The idea that leads to this result is that in the equilibrium the system reaches
the most probable of all its possible states. What does this mean? "Most probable". It means that the system may be in many possible ways microscopically for it to look in
one certain way to our macroscopic instruments (such as eyes, thermometers and so on).
The macroscopic instruments detect just
average things. We have already seen this in case of temperature and pressure. But this is true of all measurements. No measurement is instantaneous - the measurement apparatus snoops at a certain property for some time and during this period, the microscopic state of the system is in constant change. But the apparatus just gives you a number, a gross oversimplification of what actually happens microscopically - it gives you an average. (This is true not only of artificial measuring devices but also about our natural organs of perception.) As measuring devices got better and better and their time resolution increased, we saw that this assumption about their averaging action was indeed correct. (But even modern measuring devices are far from delivering "instantaneous" measurements.)

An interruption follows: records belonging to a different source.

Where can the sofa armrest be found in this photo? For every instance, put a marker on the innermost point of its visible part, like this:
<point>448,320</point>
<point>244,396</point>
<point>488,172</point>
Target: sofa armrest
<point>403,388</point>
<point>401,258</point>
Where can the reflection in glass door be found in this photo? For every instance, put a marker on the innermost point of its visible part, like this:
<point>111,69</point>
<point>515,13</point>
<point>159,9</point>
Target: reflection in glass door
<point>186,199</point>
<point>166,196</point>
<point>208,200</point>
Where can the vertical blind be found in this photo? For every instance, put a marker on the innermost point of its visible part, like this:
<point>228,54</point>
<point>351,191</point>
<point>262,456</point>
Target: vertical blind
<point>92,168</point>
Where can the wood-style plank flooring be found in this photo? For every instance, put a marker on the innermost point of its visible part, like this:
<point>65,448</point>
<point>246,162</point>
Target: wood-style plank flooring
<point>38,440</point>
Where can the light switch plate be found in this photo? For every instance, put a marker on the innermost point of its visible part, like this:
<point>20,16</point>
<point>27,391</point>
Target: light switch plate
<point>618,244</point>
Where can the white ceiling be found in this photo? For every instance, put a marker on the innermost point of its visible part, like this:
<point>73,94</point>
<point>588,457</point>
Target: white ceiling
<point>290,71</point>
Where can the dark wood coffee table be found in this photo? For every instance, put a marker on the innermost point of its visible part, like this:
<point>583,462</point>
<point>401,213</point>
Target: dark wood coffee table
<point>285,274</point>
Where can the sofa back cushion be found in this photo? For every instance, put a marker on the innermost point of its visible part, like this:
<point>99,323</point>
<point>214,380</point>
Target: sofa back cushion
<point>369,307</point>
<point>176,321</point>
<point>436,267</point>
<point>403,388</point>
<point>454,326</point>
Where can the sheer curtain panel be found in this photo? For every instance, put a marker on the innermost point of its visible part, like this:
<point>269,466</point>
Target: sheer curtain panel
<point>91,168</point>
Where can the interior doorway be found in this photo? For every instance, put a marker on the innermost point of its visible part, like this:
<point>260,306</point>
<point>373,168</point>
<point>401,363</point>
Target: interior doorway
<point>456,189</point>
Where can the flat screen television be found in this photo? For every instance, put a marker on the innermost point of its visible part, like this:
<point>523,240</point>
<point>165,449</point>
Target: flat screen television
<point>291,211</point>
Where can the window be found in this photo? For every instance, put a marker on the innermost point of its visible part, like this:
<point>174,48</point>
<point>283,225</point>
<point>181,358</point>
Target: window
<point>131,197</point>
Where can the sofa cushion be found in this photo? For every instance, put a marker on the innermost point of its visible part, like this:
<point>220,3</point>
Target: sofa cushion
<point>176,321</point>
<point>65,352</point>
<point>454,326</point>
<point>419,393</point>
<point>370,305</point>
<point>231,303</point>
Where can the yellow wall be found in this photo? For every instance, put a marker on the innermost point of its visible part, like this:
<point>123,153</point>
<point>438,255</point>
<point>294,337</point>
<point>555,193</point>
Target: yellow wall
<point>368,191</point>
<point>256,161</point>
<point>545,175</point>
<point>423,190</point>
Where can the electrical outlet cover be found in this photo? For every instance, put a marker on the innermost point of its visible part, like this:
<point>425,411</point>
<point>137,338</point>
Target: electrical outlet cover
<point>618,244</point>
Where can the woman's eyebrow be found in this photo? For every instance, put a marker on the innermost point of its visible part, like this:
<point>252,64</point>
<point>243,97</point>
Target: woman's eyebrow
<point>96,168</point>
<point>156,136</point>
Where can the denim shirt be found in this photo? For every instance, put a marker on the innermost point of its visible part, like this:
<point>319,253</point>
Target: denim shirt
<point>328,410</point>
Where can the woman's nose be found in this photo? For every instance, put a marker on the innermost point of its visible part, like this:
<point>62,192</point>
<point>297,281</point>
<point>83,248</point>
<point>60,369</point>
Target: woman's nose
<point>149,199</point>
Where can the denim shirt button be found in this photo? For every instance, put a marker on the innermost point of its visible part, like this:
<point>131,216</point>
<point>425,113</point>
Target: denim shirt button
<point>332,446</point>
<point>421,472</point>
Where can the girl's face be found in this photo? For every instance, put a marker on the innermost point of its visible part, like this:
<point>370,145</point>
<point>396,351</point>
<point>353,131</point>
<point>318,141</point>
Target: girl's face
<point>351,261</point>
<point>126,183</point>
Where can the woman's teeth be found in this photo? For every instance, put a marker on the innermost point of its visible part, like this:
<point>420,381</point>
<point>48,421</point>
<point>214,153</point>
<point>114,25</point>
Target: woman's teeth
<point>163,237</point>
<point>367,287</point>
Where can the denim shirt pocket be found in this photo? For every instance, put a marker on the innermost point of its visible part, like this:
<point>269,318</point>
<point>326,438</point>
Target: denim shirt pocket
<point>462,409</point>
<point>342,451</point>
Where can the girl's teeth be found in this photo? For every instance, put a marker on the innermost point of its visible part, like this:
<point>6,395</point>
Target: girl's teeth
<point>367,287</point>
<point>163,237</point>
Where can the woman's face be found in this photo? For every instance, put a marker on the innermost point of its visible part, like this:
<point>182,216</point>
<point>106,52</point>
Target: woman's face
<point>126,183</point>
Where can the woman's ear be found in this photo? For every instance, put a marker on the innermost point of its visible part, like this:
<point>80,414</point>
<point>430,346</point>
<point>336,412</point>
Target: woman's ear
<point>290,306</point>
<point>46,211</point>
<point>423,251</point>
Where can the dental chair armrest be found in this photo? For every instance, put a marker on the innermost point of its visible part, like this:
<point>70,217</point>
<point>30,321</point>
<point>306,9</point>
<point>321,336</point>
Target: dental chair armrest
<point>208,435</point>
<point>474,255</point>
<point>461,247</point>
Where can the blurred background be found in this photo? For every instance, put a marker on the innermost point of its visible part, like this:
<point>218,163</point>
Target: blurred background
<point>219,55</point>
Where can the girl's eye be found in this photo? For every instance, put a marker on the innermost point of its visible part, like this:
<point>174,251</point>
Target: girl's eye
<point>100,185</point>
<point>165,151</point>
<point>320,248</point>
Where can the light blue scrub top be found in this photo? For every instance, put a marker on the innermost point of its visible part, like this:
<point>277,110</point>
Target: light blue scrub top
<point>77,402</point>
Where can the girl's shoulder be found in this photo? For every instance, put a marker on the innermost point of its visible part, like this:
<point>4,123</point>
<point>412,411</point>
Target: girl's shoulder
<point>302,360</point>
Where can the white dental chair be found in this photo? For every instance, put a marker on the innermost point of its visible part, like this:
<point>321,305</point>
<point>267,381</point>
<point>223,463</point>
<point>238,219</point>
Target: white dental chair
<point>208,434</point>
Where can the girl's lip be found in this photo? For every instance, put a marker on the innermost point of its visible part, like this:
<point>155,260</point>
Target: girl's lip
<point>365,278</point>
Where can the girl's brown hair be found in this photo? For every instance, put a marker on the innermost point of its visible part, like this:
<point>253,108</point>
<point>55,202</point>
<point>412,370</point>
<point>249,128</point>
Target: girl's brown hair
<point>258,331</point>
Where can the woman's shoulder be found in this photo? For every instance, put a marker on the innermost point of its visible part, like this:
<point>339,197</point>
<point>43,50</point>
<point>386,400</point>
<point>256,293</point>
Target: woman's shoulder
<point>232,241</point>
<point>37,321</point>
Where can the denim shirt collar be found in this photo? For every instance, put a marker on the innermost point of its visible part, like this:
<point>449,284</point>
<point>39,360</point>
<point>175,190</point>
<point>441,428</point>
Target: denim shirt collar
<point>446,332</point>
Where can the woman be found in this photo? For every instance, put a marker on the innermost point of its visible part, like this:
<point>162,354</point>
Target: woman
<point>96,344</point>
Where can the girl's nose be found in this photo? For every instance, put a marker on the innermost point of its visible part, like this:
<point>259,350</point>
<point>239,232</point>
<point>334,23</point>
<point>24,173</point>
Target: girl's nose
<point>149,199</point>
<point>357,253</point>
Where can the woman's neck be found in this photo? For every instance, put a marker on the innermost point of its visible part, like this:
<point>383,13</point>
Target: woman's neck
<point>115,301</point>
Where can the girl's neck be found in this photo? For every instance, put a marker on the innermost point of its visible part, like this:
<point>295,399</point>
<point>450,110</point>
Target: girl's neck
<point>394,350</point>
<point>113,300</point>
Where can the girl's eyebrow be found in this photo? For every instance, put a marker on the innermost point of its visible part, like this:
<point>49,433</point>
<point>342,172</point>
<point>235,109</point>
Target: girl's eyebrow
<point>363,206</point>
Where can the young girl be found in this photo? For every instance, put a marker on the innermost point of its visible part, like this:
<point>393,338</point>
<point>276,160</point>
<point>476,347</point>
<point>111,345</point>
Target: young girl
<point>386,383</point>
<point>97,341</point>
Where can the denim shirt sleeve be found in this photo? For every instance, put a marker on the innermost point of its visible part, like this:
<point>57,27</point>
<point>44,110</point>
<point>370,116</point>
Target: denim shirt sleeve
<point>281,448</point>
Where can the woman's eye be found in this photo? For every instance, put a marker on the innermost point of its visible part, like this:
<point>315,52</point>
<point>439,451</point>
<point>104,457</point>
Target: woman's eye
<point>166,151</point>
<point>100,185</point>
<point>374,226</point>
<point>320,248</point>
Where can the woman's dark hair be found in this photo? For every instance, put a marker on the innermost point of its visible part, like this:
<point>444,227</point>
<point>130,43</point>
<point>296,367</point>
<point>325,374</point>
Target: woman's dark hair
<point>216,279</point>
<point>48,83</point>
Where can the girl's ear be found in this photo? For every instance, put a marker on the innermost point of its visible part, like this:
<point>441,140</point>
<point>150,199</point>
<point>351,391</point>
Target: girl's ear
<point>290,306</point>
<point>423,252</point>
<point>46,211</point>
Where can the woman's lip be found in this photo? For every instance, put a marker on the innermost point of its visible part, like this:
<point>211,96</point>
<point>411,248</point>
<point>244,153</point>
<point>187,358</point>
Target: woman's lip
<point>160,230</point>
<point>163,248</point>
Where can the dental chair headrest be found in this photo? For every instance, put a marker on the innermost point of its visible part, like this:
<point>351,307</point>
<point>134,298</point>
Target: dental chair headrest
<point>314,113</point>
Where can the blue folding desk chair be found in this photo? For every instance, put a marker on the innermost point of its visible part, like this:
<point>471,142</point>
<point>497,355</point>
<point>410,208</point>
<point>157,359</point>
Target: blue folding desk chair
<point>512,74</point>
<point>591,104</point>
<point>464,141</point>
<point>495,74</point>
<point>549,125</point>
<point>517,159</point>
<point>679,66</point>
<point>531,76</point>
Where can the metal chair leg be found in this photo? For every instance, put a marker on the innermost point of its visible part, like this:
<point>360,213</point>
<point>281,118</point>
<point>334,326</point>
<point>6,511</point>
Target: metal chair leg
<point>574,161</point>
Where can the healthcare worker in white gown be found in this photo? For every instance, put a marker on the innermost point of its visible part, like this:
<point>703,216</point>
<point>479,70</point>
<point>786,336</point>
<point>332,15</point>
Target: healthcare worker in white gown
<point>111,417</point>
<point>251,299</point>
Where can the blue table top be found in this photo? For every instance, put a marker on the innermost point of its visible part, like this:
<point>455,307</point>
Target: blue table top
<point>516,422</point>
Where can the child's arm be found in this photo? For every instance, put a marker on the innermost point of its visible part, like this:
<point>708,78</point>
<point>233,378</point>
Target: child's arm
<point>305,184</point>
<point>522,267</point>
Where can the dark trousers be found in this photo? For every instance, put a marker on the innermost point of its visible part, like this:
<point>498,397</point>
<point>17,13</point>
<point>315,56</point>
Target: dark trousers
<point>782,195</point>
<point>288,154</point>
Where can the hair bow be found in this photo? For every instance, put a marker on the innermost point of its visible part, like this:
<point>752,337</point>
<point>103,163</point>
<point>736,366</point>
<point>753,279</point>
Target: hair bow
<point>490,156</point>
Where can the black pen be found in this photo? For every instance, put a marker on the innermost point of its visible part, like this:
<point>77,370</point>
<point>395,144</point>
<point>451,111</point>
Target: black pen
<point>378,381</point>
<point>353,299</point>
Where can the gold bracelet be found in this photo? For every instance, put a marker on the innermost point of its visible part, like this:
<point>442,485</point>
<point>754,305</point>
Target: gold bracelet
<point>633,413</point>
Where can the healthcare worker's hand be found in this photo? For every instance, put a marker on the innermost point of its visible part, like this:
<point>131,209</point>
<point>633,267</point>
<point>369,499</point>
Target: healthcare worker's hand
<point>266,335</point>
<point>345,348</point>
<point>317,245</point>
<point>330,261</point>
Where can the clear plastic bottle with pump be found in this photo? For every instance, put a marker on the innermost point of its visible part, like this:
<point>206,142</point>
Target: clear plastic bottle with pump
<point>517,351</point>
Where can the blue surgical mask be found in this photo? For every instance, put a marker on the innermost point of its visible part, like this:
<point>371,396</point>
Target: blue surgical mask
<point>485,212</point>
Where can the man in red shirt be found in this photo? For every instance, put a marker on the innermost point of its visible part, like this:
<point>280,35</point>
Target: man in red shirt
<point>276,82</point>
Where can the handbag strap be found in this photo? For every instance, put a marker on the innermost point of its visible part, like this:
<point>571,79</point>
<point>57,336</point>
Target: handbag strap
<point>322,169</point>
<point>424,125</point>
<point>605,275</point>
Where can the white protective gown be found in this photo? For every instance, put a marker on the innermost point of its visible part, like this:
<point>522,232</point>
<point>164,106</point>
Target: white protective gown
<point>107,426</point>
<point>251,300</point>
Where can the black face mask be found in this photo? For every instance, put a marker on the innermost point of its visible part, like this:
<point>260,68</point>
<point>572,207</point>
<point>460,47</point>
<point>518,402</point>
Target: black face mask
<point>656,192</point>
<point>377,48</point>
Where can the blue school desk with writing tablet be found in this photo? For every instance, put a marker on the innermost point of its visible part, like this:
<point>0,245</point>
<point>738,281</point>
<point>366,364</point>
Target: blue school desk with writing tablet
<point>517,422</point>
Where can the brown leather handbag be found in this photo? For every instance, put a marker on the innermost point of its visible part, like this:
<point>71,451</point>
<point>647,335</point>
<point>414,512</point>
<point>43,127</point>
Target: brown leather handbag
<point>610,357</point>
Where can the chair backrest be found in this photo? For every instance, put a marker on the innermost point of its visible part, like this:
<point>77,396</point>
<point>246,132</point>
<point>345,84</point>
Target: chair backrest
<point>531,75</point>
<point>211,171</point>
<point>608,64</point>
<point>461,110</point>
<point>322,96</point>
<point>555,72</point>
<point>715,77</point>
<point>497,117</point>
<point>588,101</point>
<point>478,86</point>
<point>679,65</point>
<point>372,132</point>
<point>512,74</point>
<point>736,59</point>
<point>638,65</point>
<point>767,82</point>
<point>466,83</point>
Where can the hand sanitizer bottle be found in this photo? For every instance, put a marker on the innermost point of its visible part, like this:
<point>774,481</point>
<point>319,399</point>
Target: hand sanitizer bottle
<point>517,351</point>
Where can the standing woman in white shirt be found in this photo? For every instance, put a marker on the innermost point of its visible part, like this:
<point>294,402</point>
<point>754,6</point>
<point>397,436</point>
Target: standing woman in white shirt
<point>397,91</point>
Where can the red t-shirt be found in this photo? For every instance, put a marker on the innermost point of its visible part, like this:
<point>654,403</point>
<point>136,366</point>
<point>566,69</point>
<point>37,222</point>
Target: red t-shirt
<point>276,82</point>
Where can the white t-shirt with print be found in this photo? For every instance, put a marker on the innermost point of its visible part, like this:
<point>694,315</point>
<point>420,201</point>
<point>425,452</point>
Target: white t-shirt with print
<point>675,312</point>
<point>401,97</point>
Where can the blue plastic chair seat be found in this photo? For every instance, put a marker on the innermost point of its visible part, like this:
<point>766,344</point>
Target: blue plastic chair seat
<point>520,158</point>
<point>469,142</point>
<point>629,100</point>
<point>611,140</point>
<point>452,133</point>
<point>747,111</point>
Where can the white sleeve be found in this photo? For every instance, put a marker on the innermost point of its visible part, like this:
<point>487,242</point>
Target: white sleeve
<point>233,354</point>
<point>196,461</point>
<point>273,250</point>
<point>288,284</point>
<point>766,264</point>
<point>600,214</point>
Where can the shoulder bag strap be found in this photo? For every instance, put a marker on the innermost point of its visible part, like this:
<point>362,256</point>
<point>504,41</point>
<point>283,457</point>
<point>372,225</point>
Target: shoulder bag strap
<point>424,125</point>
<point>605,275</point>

So, it is reasoned that the system goes toward that particular macroscopic state that can be realized in largest number of microscopic ways. This is the equilibrium state. Microscopically, it is still in constant change, but from a macroscopic perspective, it looks like nothing happens. So, things move toward those states of being that hide that they are in constant motion inside (microscopically). And the reason why they're doing such a thing is the randomness associated to the microscopic motion - this pushes them toward the most probable state.
To return to engineering: What happens for instance when an air conditioning is turned on? The air in the room used to be in equilibrium. But now it is placed in contact with a portion of incoming cooler air. The hotter air together with the constant injection of cooler air form a system which at first is out of equilibrium, but this system tends toward a new equilibrium. The incoming cooler air has a certain probability distribution while the hotter air in the room has a different probability distribution. These two functions merge together and eventually produce the final equilibrium distribution. This distribution is as such that the temperature in the room is cooler than before (but hotter than the temperature of the air pumped up by the air conditioner).